Adhikari put forward the unusual query on 15 March in parliamentary question time in the Lok Sabha, India's lower house. Adhikari, Trinamool Congress member for Kanthi in West Bengal, asked "whether an Indian spacecraft is planning to brew beer on the Moon? ... If so, [what are] the details of research plan and viability of yeast test?"

While the question may have seemed a little off-the-wall, Jitendra Singh, the minister of state in the prime minister's office, had some promising news.

"There is no plan to brew beer on the Moon by any spacecraft to be made by Indian Space Research Organisation (ISRO).

"However, Team Indus, a privately funded team under the Axiom Research Labs Pvt. Ltd., is competing for the Google Lunar XPrize competition towards building a spacecraft capable of soft landing and roving on the Moon.

"The spacecraft is proposed to be launched onboard ISRO's Polar Satellite Launch Vehicle under a commercial launch agreement. As understood from media reports that TeamIndus is proposing an experiment to brew beer on the Moon using yeast."

Team Indus is the only Indian team in the running for the $30m (£24m) Google Lunar XPrize.
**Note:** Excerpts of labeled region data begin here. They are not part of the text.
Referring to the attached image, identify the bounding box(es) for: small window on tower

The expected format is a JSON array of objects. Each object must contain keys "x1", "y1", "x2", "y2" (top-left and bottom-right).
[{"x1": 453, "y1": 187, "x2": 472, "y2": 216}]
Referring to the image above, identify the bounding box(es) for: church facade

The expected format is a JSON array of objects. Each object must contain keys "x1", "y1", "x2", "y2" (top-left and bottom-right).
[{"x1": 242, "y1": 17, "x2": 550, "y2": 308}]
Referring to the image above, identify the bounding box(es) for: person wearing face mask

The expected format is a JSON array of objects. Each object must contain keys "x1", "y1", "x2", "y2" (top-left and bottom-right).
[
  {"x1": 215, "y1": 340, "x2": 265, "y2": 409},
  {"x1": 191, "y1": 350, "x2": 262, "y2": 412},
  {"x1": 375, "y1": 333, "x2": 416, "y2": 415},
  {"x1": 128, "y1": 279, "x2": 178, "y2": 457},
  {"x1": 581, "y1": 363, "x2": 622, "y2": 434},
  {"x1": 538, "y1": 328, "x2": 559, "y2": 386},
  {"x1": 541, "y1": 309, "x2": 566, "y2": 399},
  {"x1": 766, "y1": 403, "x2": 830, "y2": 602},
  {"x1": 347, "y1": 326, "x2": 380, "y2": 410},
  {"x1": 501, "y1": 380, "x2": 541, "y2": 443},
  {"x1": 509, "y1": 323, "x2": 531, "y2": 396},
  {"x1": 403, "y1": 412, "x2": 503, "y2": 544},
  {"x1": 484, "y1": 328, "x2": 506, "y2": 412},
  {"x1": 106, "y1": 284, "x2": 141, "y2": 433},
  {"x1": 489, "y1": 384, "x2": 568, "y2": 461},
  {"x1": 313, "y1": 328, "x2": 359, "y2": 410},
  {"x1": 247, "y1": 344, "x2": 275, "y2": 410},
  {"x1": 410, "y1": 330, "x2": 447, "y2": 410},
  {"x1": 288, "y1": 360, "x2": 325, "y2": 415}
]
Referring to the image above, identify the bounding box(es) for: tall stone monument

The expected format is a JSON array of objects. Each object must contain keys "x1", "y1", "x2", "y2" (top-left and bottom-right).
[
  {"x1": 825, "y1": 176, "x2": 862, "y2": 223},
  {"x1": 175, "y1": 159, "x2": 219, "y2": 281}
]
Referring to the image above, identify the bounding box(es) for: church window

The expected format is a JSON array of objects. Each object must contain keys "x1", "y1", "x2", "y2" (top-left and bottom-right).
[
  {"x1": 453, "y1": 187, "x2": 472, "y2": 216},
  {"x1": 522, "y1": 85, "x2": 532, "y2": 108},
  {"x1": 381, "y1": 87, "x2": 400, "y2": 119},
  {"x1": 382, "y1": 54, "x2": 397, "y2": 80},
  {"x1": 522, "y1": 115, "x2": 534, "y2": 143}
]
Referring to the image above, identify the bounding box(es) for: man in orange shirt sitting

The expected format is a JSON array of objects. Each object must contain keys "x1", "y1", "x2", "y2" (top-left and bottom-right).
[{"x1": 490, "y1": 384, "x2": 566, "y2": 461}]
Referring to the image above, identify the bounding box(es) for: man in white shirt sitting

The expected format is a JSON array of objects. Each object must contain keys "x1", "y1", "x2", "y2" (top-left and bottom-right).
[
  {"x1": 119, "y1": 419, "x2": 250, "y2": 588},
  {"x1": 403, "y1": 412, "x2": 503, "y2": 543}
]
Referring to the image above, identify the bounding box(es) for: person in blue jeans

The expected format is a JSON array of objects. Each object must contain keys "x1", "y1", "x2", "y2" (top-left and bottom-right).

It plans to land a rover in the Mare Imbrium plane, or Sea of Showers, on the Moon.

Will Team Indus brew the first pint on the Moon? iStock

"As understood," Singh continued, "the aim of this experiment is to test and observe the survivability of yeast in space and how it performs under Moon's gravity conditions. The experiment plans to brew a small batch of beer in space."

This would not be the first attempt to brew beer in space. Kirsten Sterrett of the University of Colorado in the US sent a brewing kit into orbit on board a space shuttle engineered by BioServe Space Technologies, sponsored by NASA. She even got to drink it when it came back to Earth.


TeamIndus has since issued a statement about the student experiments. It said: "TeamIndus, the only Indian team competing for the Google Lunar XPrize instituted Lab2Moon, a global competition for students under the age of 25 to imagine, design and build and experiment that will accelerate humanity's transition to a multi planetary species.

"Earlier this month, an international jury ... examined in granular detail, the prototypes of these experiments that came in from all over the world. Team Space4Life, which proposed an experiment to test the effectiveness of using a colony of Cyanobacteria as a shield against harmful radiation in space and India based Team ZΩI, which proposed an experiment to explore photosynthesis in space, have been shortlisted to fly aboard the TeamIndus Spacecraft.

"Six other teams and their experiments that have qualified include Team Callisto (India) - Lunar Dust Accumulation Analyser, TeamEARS (India) - Electrostatics Active Radiation Shield Experiment, Team Kalpana (India) - Instrument for Lunar Dust Analysis, Team Killa Lab (Peru) - an experiment Testing Microbial Growth And Decomposition, Team Lunadome (UK) - an Inflatable Dome experiment, Team Regolith Revolution (USA) - looking at the Effect on Plant Growth in Moon Regolith.

"US based Team Original Gravity which had proposed a yeast based experiment, is not in the final shortlist of teams that has qualified to fly on the TeamIndus spacecraft."